Marble generates navigable 3D worlds from either an image or a text prompt, with a focus on persistence and geometric coherence. Unlike earlier results that occasionally suffered from morphing or inconsistent scene details, Marble emphasizes stability. Once generated, a world remains intact for exploration without time limits or unexpected changes.
According to World Labs, Marble produces worlds that are larger in scope, more stylistically varied, and underpinned by cleaner 3D geometry. The model is tailored for environment creation rather than object centric scenes, making it better suited for building stages, interiors, or expansive landscapes rather than portraits of people or pets.
Early user feedback highlights the jump in usability. Creators report being able to zoom, pan, and stitch together multiple generations to build more complex and persistent environments. The range of styles supported, from anime and cartoons to photorealistic interiors, suggests a versatility that could appeal to filmmakers, game developers, and digital artists alike.
One exciting output of Marble is its support for exporting generated worlds as gaussian splats. Through its open source rendering library Spark, World Labs provides an integration path into Three.js, enabling web based 3D experiences across desktops, laptops, mobile devices, and even VR headsets. For creators experimenting with splat-based workflows, this represents a meaningful bridge between generative AI and production ready pipelines. You can see some of these creations on lofiworlds.ai.
Marble also hints at compositional workflows, where creators can combine multiple generated environments into larger, coherent worlds. This composability aligns with ongoing challenges in the field: achieving persistent geometry and stylistic consistency at scale, long considered one of the hardest problems in generative 3D.
The implications for creative industries are significant. For filmmakers, Marble offers a way to block out sets and camera paths in a virtual environment. For VR storytellers and game developers, it provides a source of worlds that can be directly integrated into engines or interactive experiences. And for commercial users, the ability to rapidly iterate over environments in different visual styles opens new doors for advertising, design, and visualization.

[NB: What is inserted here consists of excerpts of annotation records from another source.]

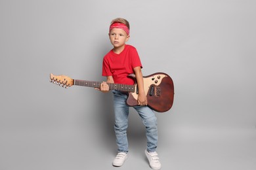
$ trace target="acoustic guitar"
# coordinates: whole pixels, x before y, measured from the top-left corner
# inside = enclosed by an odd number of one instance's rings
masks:
[[[129,106],[138,105],[138,86],[135,74],[128,77],[134,79],[133,85],[107,83],[110,90],[116,90],[127,92],[128,95],[126,103]],[[100,88],[101,82],[87,81],[72,79],[65,75],[56,76],[50,74],[50,82],[56,85],[68,88],[72,86],[81,86]],[[146,94],[148,107],[159,112],[169,110],[173,103],[174,86],[171,78],[163,73],[156,73],[143,76],[144,88]]]

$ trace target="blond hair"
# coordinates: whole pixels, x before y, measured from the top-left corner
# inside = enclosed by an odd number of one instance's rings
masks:
[[[129,24],[129,22],[124,18],[117,18],[114,19],[111,22],[110,26],[115,22],[118,22],[118,23],[121,23],[121,24],[125,24],[125,26],[128,27],[128,29],[130,29],[130,24]]]

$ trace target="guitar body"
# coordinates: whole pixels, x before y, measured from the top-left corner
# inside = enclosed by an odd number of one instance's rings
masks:
[[[129,76],[134,79],[135,78],[133,74]],[[144,76],[143,80],[148,106],[160,112],[169,110],[173,106],[174,98],[174,86],[171,78],[165,73],[156,73]],[[127,104],[129,106],[138,105],[137,88],[135,86],[135,92],[128,93]]]

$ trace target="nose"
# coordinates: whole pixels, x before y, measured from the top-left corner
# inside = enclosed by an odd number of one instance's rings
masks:
[[[118,39],[118,35],[116,35],[115,39]]]

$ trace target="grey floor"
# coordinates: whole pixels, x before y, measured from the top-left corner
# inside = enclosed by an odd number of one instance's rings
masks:
[[[114,167],[112,131],[88,134],[89,129],[85,133],[83,129],[89,127],[68,124],[37,127],[1,129],[1,170],[150,169],[144,154],[146,139],[142,130],[130,128],[129,158],[123,166]],[[169,137],[163,137],[166,135]],[[174,128],[169,133],[160,133],[158,151],[162,169],[255,170],[255,127],[240,130]]]

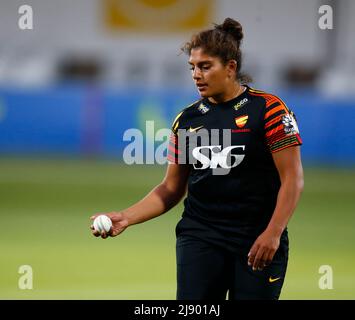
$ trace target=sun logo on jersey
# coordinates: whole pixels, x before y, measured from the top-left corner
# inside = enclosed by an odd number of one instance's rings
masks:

World Labs frames Marble as an early step in a longer journey, but one that already demonstrates the promise of persistent, navigable 3D worlds created directly from prompts. As the company continues to refine scale and fidelity, and as APIs and integrations expand, Marble could become a foundational layer for a new generation of interactive media, blending the speed of generative AI with the control and persistence required by professional creators.